The word hung between them in the air like a foul odour. Elladan’s eyes started to fill with tears again. Glorfindel sighed softly, and crouched down before them, a big hand on each child’s shoulder. Even crouching he was taller than they. He gave them both a gentle shake and said quietly,
“If you are going to go around biting and taking things that aren’t yours and being less than exact with the truth, people will look at you and say ‘ah, so this is the way Elrond and Celebrían of Imladris raise their children…’ Eyes will always be on you,” he continued, drawing them closer to him and wiping a palm across Elladan’s cheek to clear away the last of the tears. “So you must learn now, always behave in a way that brings honour to your family. That includes not only no more biting or taking things that aren’t yours… even if it does just belong to your brother, Elladan,” he added firmly before he could be interrupted. “It also means no more brawling in public. Clear?”

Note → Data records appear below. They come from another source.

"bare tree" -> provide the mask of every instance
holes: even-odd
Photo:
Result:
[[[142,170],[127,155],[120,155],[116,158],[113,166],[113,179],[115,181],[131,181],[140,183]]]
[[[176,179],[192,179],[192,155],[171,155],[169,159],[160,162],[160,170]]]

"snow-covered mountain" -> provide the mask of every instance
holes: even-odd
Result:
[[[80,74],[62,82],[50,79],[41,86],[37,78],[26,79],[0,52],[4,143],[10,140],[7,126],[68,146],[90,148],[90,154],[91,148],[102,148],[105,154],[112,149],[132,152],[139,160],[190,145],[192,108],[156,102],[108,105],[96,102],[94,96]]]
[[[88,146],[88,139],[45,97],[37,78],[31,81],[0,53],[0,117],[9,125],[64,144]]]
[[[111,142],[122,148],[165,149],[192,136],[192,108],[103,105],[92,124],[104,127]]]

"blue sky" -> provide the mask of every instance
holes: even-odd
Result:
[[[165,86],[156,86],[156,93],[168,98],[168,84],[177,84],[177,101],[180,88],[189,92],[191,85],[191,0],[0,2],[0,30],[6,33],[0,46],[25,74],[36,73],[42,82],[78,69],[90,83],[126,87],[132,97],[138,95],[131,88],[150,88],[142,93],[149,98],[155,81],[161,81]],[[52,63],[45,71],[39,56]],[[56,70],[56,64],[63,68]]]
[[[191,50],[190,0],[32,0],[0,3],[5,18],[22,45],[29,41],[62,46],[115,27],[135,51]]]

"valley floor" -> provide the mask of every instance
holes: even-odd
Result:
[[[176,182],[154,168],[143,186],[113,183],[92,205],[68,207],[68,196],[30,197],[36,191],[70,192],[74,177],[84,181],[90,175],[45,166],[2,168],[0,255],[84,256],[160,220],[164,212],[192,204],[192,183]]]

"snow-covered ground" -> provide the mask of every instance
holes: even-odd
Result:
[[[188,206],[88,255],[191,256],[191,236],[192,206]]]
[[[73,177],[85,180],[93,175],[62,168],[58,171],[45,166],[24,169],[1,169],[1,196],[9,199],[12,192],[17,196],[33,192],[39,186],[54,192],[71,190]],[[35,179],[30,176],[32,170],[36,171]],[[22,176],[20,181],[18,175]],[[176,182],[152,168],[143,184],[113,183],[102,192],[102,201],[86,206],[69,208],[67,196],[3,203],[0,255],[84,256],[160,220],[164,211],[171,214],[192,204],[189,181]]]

Two dark heads nodded. “Yes, Hîren.”
“Now I want you both to apologise,” the golden warrior said, looking from one to the other pair of clear grey eyes, so very like their father’s. “Do so as you would to anyone else you’d offended – just because he is your brother doesn’t mean you don’t have to show him the same courtesy you would to a stranger.”
Mirror images turned to one another, small hands reached out, clasped wrists.

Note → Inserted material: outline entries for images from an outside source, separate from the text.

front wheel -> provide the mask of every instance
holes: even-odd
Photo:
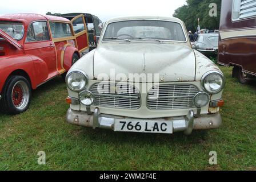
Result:
[[[21,76],[8,78],[3,88],[0,110],[6,114],[18,114],[29,107],[31,98],[30,84]]]
[[[241,68],[235,68],[234,69],[237,78],[239,82],[242,84],[249,84],[250,82],[250,76],[245,72],[243,72]]]

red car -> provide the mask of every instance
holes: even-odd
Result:
[[[31,89],[65,76],[89,49],[83,15],[71,21],[32,14],[0,16],[0,110],[26,110]]]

As they spoke at the same time it sounded more like “SorryRon”, Glorfindel noted, with a snort of amusement. Rising to his feet, he ruffled dark hair with a return to the casual affection with which he normally treated them.
‘Now can I suggest you take that horse and go and find its mate? And perhaps,” he added, giving their shoulders a final, quick shake before pushing them lightly in the direction of the House, “perhaps it would be a good idea to ask someone with a fine hand to mark your names on things that might get mixed up?”
As the twins ran off to find the missing toy, a voice from behind a nearby tree asked dryly, “Never bitten anyone in the heat of battle before, Master Clean and Pure?”
Glorfindel strode over and stood looking down at Erestor, who was leaning back against the tree, a basket beside him containing scrolls, books, and bundles of notes. Across his lap he had a board, which was serving as a makeshift desk. The chief advisor had apparently decided the weather was too good to spend the day indoors, and had brought his work out with him.
Glorfindel grinned down at him. “Erestor, the only times I’ve ever bitten anyone, the battlefield was private. There might have been a few screams, but there were definitely no complaints about my conduct.”